- Born: January 31, 1952 (age 74) Brooklyn, New York, U.S.
- Education: University at Buffalo (BA) Golden Gate University (JD)

= Paul Traub =

American attorney (born 1952)

Paul R. Traub (born January 31, 1952) is an American attorney who specializes in business law, specifically bankruptcy, insolvency, and trial litigation. He has participated in several large retail bankruptcies, including Kmart, FAO Schwarz, KB Toys, Stage Stores, Office Max, and eToys.com. Other clients have included Halston, Joan & David, Levitz, Bombay Company, Linens 'n Things, Zales, and Whitehall Jewelers.

== Early life and education ==
Traub was born in Brooklyn, New York. Traub earned his Bachelor of Arts degree from the University at Buffalo in 1973, followed by a Juris Doctor from the Golden Gate University School of Law in 1977. He was admitted to the New York Bar Association in 1978.

== Career ==
He is admitted to practice law before the U.S. District Court Southern, Eastern and Western Districts of New York, the Second Circuit Court of Appeals, and Eastern District of Wisconsin.

Traub is the founding member and managing partner, of Traub, Bonacquist, and Fox, a New York-based boutique law firm specializing in bankruptcy and business reorganization matters.
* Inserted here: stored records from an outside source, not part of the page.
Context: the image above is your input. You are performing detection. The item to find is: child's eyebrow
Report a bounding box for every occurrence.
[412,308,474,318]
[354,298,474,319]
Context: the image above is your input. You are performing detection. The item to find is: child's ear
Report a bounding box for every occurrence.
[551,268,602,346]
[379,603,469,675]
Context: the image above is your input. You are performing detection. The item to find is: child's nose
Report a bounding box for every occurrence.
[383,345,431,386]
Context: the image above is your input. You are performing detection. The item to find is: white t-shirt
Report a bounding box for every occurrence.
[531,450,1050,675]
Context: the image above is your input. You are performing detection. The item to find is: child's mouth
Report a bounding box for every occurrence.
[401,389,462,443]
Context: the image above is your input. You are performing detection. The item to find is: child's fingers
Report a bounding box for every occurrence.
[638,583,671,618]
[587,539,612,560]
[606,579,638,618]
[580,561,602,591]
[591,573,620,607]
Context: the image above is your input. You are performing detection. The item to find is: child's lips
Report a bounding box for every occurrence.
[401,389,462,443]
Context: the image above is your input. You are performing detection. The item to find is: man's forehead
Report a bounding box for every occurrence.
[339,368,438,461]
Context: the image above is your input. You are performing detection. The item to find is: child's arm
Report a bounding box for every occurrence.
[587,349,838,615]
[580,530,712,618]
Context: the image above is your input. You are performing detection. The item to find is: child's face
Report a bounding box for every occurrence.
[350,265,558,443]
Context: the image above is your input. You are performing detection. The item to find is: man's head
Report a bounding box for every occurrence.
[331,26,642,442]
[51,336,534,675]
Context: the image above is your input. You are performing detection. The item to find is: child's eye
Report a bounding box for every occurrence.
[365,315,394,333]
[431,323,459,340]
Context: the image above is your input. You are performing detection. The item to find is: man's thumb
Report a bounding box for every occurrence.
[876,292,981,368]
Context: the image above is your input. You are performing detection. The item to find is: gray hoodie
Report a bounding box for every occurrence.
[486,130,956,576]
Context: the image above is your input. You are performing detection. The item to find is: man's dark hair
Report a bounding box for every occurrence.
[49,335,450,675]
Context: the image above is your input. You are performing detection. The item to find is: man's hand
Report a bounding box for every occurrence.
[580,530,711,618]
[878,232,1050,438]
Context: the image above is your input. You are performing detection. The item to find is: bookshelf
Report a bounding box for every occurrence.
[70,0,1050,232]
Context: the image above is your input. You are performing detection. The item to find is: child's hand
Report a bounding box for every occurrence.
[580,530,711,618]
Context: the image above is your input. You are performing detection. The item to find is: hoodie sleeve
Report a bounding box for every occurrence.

In September, 2006, Marc Dreier, sole equity partner of Dreier, LLP, acquired the boutique law firm. Paul Traub became a Dreier partner and co-chair with Norman Kinel of the Bankruptcy and Business Reorganization group.
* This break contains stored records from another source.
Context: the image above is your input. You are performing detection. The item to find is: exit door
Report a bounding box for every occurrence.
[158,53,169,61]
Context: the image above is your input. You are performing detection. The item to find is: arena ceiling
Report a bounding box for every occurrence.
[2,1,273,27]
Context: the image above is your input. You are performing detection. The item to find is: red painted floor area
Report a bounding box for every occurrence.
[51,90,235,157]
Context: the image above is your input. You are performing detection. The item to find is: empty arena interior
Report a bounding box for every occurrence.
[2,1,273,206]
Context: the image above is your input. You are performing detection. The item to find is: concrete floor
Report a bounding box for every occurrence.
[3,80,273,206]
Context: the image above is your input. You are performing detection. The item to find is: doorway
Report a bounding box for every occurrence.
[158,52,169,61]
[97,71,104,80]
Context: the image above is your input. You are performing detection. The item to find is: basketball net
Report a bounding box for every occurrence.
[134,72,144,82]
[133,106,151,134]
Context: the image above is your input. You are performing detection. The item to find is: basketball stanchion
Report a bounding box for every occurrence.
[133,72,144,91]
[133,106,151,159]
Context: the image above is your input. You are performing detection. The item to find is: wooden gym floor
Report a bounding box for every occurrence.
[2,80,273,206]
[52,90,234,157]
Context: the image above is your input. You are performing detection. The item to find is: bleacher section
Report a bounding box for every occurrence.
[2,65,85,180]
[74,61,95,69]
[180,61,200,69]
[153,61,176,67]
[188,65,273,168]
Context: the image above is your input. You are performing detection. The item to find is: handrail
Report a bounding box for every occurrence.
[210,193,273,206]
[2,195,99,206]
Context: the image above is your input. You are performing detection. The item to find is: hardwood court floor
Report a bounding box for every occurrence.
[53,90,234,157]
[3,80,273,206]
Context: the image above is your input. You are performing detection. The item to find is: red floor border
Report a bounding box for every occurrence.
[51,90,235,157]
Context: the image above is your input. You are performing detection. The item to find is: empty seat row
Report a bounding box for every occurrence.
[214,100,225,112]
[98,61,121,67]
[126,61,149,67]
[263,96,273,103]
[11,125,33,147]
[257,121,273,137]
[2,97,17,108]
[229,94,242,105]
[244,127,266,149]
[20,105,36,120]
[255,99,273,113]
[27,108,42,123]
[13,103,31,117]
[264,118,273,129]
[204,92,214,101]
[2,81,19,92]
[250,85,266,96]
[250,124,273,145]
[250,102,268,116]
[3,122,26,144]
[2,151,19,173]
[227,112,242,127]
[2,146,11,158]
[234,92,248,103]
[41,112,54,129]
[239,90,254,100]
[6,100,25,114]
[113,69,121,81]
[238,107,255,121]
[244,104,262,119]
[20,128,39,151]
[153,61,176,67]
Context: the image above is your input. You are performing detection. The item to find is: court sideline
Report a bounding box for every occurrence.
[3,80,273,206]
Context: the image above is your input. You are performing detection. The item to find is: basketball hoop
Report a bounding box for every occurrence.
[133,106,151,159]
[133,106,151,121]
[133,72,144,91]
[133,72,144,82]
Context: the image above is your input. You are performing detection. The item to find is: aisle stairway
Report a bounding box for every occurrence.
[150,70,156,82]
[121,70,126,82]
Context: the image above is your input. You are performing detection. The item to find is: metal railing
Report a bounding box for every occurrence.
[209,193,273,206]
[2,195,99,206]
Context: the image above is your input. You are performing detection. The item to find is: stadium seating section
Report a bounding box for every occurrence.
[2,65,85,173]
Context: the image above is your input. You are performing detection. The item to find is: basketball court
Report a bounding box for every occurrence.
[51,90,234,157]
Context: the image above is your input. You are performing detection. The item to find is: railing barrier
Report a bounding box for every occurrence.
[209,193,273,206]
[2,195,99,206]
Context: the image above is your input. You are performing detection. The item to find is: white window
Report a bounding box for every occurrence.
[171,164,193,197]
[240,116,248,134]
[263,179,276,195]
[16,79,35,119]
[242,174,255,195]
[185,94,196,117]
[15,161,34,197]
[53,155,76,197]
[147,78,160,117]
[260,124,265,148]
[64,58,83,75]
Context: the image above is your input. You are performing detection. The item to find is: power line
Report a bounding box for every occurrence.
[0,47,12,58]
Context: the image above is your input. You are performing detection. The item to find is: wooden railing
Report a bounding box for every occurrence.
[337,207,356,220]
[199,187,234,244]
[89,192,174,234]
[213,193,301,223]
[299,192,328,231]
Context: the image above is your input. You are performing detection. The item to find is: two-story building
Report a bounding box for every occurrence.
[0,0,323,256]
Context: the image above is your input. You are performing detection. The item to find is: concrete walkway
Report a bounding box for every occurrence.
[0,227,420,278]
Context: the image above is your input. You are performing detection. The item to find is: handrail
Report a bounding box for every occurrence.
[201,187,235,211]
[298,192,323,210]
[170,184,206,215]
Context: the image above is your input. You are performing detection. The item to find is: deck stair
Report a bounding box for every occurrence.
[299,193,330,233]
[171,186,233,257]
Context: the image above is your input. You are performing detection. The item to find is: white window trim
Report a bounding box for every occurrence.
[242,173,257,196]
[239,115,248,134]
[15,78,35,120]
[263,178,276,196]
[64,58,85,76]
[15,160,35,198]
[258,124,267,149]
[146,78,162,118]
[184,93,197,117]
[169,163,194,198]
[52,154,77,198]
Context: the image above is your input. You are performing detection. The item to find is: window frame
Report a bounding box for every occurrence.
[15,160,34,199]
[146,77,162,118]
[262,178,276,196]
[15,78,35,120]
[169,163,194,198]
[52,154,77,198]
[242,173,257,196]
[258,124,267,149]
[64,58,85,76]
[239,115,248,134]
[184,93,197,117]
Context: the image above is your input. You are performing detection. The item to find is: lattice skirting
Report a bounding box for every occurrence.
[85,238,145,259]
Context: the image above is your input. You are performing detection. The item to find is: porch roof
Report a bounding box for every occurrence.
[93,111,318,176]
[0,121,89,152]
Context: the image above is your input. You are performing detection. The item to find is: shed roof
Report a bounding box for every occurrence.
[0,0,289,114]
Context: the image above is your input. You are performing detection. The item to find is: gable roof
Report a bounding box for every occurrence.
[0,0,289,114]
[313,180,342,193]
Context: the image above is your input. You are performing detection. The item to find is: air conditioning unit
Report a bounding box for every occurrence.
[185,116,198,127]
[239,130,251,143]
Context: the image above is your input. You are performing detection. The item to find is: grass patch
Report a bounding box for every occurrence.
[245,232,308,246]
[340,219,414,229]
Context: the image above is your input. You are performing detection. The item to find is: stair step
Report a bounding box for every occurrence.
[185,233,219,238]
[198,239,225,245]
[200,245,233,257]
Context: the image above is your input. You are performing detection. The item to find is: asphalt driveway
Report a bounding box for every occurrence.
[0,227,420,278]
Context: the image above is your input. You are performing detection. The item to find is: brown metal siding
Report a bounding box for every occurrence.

Following Dreiers 2008 arrest for an alleged $700 million promissory-note fraud, Traub and the rest of the bankruptcy team resigned and re-stablished Traub, Bonacquist & Fox. In February, 2009, Epstein, Becker & Green, a firm specializing in government contracts, brought the seven-member Traub/Dreier bankruptcy team into their New York office.

Traub represented the creditors in eToys.com bankruptcy. The dotcom company filed for chapter 11 protection toward the end of the Internet bubble on March 7, 2001. The Office for United States Trustee accused him and his New York law firm of a conflict of interest, non-disclosure, and employing non "arms length" key personnel, because of his business partnership with Barry Gold. In April, 2001, Traub founded Asset Disposition Advisors, LLC ( "ADA"), a Delaware liquidation company, with Gold, located at his Manhattan law office.
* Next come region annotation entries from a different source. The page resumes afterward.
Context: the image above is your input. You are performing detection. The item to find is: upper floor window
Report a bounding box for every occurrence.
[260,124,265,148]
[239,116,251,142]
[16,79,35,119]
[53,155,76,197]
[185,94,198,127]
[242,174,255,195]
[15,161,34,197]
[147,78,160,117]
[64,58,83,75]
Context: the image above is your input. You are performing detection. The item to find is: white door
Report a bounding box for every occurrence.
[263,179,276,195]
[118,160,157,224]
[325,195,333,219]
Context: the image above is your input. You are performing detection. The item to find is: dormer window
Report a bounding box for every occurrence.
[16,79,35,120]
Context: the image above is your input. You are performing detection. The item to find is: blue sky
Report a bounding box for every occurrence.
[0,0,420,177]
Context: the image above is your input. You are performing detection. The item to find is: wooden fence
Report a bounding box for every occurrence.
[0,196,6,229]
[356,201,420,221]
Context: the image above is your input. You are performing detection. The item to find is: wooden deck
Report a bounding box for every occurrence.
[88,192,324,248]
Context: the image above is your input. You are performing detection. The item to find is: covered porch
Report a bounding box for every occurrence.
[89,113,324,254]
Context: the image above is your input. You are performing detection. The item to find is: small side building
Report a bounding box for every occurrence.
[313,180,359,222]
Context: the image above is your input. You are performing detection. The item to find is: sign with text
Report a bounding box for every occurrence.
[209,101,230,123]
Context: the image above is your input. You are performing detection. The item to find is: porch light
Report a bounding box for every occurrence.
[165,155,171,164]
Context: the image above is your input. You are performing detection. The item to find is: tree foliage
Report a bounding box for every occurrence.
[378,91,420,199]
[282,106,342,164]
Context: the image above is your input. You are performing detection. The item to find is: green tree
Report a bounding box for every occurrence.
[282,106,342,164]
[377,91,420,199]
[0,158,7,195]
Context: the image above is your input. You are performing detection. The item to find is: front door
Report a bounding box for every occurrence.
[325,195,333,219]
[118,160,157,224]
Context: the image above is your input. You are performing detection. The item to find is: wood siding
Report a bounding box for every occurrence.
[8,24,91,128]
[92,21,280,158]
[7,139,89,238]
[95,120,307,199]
Traub also appointed Gold CEO of eToys.com one month after forming ADA, while Gold had been receiving paychecks from Traub's lawfirm. The Court ruled in favor of Traub: Gold's participation in ADA with Traub was not sufficient to establish a conflict of interest, although the judge said failure to disclose such relationships in future could lead to sanctions. "In the future ... the failure of an officer of a debtor to disclose such relationships will subject that officer to review and possible disgorgement of compensation, if the court concludes that the relationship constitutes an actual conflict of interest."